Un propriétaire âgé de 67 ans a été reconnu coupable, mardi 6 janvier 2026 par le tribunal correctionnel de Marseille, de soumission de personne vulnérable à des conditions d'hébergement indigne. Il a été condamné à deux ans de prison avec sursis et à une amende de 20.000 euros. Le motif ? La location d'une cave insalubre à un jeune Tunisien, qualifiée de "trou à rats" par l'accusation.

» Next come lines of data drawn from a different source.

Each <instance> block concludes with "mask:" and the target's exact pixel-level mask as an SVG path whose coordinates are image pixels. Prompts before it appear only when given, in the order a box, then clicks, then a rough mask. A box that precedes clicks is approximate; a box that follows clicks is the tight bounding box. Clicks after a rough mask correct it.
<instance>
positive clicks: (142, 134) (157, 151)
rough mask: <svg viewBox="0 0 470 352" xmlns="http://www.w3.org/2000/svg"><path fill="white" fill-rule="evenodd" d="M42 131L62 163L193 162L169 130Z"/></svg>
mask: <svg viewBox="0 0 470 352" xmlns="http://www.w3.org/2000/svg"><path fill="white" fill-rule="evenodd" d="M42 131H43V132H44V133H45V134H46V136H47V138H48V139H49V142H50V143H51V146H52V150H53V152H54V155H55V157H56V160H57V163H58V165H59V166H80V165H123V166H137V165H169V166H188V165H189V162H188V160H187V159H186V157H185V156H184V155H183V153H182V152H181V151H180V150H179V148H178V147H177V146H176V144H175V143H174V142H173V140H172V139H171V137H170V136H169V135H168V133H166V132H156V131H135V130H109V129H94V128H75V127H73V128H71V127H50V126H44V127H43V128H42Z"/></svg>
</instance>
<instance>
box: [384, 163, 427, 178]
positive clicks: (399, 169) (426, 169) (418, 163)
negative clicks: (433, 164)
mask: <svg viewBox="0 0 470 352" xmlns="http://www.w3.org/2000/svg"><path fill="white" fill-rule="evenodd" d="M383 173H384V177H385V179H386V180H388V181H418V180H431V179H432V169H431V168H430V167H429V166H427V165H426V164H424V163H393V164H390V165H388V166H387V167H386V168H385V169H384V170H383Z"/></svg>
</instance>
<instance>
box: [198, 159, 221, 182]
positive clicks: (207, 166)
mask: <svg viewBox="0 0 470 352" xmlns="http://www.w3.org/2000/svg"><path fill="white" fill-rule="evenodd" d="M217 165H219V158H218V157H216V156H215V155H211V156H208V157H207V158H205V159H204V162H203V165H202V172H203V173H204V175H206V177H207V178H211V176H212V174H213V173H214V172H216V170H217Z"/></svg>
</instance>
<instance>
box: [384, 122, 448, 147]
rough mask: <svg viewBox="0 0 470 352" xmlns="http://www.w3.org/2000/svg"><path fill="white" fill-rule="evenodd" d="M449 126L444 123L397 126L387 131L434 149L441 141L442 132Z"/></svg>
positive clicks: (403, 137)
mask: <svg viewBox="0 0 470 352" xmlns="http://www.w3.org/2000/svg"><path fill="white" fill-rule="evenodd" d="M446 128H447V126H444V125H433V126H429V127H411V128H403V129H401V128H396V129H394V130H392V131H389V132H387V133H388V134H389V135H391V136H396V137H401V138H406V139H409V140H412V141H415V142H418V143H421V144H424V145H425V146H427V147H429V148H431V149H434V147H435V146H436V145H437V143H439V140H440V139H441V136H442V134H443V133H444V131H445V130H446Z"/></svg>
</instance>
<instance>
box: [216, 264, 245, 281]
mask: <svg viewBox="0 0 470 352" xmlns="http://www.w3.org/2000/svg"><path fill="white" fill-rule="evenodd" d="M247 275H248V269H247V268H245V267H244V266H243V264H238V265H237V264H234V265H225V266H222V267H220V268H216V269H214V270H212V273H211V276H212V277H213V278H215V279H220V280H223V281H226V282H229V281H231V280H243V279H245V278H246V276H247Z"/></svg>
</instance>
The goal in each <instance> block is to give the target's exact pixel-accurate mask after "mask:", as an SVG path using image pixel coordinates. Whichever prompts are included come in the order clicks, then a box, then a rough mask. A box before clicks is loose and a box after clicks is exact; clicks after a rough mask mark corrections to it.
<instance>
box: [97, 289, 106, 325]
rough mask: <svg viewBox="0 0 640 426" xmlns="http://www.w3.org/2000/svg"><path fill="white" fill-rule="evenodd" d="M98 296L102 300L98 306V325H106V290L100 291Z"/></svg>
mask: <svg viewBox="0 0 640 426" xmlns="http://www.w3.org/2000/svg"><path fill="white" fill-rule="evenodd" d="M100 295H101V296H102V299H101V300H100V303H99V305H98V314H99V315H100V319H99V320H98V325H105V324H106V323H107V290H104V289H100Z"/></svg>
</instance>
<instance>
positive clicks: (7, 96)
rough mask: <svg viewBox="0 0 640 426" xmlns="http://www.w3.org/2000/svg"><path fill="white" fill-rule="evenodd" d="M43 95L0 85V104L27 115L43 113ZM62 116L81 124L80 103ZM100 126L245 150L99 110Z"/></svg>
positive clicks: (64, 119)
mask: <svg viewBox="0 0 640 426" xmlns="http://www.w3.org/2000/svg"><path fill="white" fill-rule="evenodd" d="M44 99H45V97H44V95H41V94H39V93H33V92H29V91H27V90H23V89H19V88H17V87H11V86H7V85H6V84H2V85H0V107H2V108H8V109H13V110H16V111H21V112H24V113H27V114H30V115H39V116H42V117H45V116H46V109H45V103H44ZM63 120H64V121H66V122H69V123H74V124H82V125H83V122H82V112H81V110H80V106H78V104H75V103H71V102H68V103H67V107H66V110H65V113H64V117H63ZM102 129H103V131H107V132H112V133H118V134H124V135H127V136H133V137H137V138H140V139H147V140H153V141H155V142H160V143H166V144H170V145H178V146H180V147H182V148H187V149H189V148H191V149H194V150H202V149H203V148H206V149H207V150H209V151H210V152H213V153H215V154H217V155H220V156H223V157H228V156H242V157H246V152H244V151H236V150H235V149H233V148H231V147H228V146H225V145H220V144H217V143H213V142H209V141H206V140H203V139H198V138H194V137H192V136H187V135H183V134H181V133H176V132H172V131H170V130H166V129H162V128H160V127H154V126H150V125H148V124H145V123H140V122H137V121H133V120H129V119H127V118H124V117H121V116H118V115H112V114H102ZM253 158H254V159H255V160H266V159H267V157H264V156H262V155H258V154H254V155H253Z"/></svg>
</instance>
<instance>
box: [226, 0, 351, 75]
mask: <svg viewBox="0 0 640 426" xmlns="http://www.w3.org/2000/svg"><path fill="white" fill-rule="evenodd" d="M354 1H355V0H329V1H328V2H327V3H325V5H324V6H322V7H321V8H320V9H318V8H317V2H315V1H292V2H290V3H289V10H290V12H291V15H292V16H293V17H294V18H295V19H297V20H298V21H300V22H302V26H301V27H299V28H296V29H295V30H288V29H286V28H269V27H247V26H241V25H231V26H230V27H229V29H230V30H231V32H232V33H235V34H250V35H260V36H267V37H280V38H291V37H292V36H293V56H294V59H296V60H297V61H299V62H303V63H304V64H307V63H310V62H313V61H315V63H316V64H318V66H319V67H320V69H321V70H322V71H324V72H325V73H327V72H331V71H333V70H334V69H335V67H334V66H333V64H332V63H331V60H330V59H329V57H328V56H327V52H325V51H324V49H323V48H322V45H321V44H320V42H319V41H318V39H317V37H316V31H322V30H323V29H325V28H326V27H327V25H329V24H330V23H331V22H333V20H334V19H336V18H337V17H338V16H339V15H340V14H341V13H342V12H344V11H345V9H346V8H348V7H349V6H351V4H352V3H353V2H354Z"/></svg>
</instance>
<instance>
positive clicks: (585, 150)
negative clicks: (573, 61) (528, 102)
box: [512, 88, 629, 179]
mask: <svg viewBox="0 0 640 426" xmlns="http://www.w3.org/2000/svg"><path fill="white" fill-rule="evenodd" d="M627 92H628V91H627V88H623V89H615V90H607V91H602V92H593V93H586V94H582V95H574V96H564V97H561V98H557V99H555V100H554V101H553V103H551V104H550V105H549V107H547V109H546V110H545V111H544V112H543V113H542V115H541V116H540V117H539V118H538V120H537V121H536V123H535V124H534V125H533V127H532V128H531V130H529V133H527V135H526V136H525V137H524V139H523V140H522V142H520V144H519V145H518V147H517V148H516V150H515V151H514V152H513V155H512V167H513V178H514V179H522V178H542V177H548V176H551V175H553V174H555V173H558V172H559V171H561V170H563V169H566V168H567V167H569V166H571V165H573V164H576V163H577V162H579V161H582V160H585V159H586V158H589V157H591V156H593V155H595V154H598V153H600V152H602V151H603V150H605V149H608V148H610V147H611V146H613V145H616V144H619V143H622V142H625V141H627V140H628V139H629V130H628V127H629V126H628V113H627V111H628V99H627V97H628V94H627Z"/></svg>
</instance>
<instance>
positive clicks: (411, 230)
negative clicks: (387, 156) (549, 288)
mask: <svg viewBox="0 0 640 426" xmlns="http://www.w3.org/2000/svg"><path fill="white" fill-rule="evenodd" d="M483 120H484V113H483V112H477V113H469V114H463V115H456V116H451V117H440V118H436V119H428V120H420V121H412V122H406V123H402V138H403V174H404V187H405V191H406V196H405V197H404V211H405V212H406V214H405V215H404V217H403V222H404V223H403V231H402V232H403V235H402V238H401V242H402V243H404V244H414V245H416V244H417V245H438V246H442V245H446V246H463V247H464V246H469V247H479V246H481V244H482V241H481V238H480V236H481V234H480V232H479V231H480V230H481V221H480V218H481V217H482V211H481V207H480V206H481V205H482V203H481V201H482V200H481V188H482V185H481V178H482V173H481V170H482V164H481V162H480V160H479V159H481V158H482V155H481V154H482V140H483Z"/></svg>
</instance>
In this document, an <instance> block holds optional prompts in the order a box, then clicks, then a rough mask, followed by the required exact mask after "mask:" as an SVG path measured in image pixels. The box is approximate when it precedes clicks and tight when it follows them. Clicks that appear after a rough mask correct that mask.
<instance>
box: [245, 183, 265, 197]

Ce sont des résidents et le syndic de copropriété de cet immeuble situé rue Curiol, dans le centre de Marseille, qui ont alerté la ville sur la mise en location d'un local en sous-sol de 9 mètres cubes et d'une salle d'eau de 2,5 mètres cubes, accessibles, par un escalier, depuis une trappe en fer située au niveau du trottoir. Cette cave, envahie de moisissures, était dépourvue de fenêtre. L'occupant des lieux, un jeune Tunisien travaillant dans la restauration, réglait chaque mois un loyer de 300 euros, comprenant 20 euros de charges et 40 euros d'électricité.
Un local acheté pour une somme modique
Le propriétaire des lieux, déclarés insalubres par un arrêté préfectoral de novembre 2024 et interdits à l'habitation, avait acquis, en 2010, ce local à usage strictement commercial pour la somme de 15.000 euros. "[C'est] à peine le prix d'une voiture d'occasion, mais avec un taux de rentabilité de 25%" a dénoncé à l'audience Me Jorge Mendes Constante, avocat de la ville de Marseille, qui s'était constituée partie civile.
Cet homme de 67 ans, qui possède neuf appartements lui rapportant 3.600 euros mensuels, s'est présenté comme agent immobilier. Pour sa défense, le condamné a expliqué qu'il ignorait qu'il était interdit de louer un local commercial à des fins d'habitation. Absent à l'audience, il s'est décrit dans un document remis au tribunal comme dépressif, alcoolique et vivant lui-même dans un logement insalubre situé dans un immeuble frappé par un arrêté de mise en sécurité.
La présidente, à la lecture du jugement, a considéré qu'il avait "exploité économiquement la vulnérabilité de son locataire." Au-delà de l'amende de 20.000 euros que le condamné doit régler, sa société civile immobilière, propriétaire de ses biens, a été condamnée à 20.000 euros d'amende avec sursis. Le tribunal a par ailleurs prononcé la confiscation dudit local avec exécution provisoire.